A Lifelong Practice: Susan Cofer’s Draw Near at High Museum

By February 07, 2013
Susan Cofer Draw Near
Installation image, Susan Cofer: Draw Near, High Museum of Art, Works on Paper Gallery, October 27, 2012-February 10, 2013. Photos by Rachel Reese.

Susan Cofer, a lifelong Atlanta native, presents her first career survey, Susan Cofer: Draw Near, at the Works on Paper Gallery in the Lower Level of the High Museum of Art’s Wieland Pavilion [October 27, 2012-February 10, 2013]. The exhibition features almost 100 drawings produced from 1975 to the present. As the title suggests, the exhibition invites the viewer into a literal and metaphysical closeness with the works.

ADVERTISEMENT

Walls are installed chronologically and small groupings occur to encourage intimacy.
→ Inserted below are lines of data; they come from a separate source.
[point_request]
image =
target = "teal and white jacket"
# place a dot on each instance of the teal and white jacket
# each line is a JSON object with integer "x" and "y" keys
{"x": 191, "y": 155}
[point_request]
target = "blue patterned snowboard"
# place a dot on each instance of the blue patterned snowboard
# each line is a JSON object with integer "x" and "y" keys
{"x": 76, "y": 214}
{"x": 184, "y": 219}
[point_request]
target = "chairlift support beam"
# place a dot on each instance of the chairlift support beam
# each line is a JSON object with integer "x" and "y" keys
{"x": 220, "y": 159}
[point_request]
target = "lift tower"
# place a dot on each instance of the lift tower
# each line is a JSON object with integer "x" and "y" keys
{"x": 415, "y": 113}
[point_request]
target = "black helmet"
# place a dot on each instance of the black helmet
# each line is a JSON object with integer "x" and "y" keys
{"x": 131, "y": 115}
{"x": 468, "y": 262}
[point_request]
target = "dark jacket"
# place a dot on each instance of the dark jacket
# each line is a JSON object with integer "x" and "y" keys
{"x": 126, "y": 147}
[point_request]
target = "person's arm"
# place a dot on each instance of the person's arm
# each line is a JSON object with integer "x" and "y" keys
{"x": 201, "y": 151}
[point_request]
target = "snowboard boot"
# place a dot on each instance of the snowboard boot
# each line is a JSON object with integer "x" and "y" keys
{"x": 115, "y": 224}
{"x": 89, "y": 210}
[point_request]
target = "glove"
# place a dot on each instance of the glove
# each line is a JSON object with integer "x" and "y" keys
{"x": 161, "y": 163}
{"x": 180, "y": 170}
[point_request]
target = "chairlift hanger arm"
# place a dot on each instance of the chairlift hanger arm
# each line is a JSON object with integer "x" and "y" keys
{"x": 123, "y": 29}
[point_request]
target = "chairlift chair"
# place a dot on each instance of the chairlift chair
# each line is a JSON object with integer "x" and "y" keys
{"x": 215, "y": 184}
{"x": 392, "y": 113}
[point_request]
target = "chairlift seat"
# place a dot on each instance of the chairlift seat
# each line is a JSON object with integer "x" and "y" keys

The exhibition takes not only physical time to explore but also a larger unpacking that involves subtle shifts in materiality, tonal quality, physical processes, and subject matter that mark the last four decades of Cofer’s work. Moving from Cofer’s more subdued and fainter palettes from the 1970s-80s, to the increasingly illustrative works from the past few years, we gain a full awareness to the dedication Cofer has maintained to her practice—characterized by a repetitive, rhythmic and additive drawing methodology. Her practice sustains a unique and personal way of seeing, interpreting, and evolving through a lifetime of inquiry.

Some of the strongest works date from the late 1970s to early 1980s. Cofer’s methodology not only allows, but seeks imperfections in the paper rag, and this process mirrors the organic subject matter well. For example, Tree Wound, 1976, and Tree Wound (Adam & Eve), 1977, contain an inherent artifact or specimen-like quality due to the seamless collaboration between the rips and folds of the paper and the subject matter itself—tree bark. This process produces opportunities for unexpected framing devices, and thereby reinforces a quiet tension between the paper’s materiality and the image.

Susan Cofer, Tree Wound, 1977
Susan Cofer, Tree Wound (Adam & Eve), 1977, colored pencil on paper, 13 1/2 x 11 1/4 inches, courtesy of the artist.

Intimacy, through both physical scale and subtle tonalities, directs us to literally ‘draw near.’ Cofer’s painstaking process is only fully appreciated at close range; the actions of first seeing and then interpreting are integral in properly reading these works. And specifically, in several works that lack tone and thereby function monochromatically, such actions are necessary in order to formulate representations from abstraction. Additionally evident in these older works is a hesitation towards directness on the page; the faint line functions as a repetitive manifestation of meditation.

Installation image, Susan Cofer: Draw Near, High Museum of Art, Works on Paper Gallery, October 27, 2012-February 10, 2013.

A raw moment in the exhibition occurs from viewing Cofer’s journals and plein air drawings from a trip to the Middle East during 1989-90, exemplified in the delicate work A Wadi in Jordan, 1990-92. As most, if not all, of her work is informed through travel and sense of place, this specific body of work feels responsible for the stylistic shift from the 1990s to the present day. The works that develop during the mid 1990s have a heavy line quality with verdant colors and overall darker palettes. Subject matters shift from the quiet and organic into the fantasical and even imaginary.

ADVERTISEMENT

One specific work, The Grove, 1995-97, exemplifies this shift. Cofer begins to use paper less as collaborator in the drawing process, and rather a surface on which to illustrate. A darker and brooding tonal palette emerges and framing devices are held less by the shape or boundaries of the paper. Emerges is a conversation about illustration and what formal qualities, such as color and form, can conceptually represent.

Cofer’s viewing desks from the late 1980s re-surface for this exhibition as well as new singular vitrines. These individual sculptural props reinforce the drawings, which are some of Cofer’s newest (2011-2012) and explore topography, maps, and elements of natural navigation. These are experienced by looking directly over and down at the works on a flat plane. The focus on orienting one’s self around each prop feels a collaborative and integral of the viewing process.

Susan Cofer Draw Near
Installation image, Susan Cofer: Draw Near, High Museum of Art, Works on Paper Gallery, October 27, 2012-February 10, 2013.

The immense time of process involved in Cofer’s works is self-evident, and while certainly not derivative of, carries an affinity to conceptualist and minimalist Roman Opalka, an artist whose repetitive practice became his life’s quest. Cofer’s personal art coefficient is certainly at play here as Duchamp’s Creative Act continually comes to mind—the unknown gap between intention and realization fuels her unconscious desire to search, seek, and ultimately produce.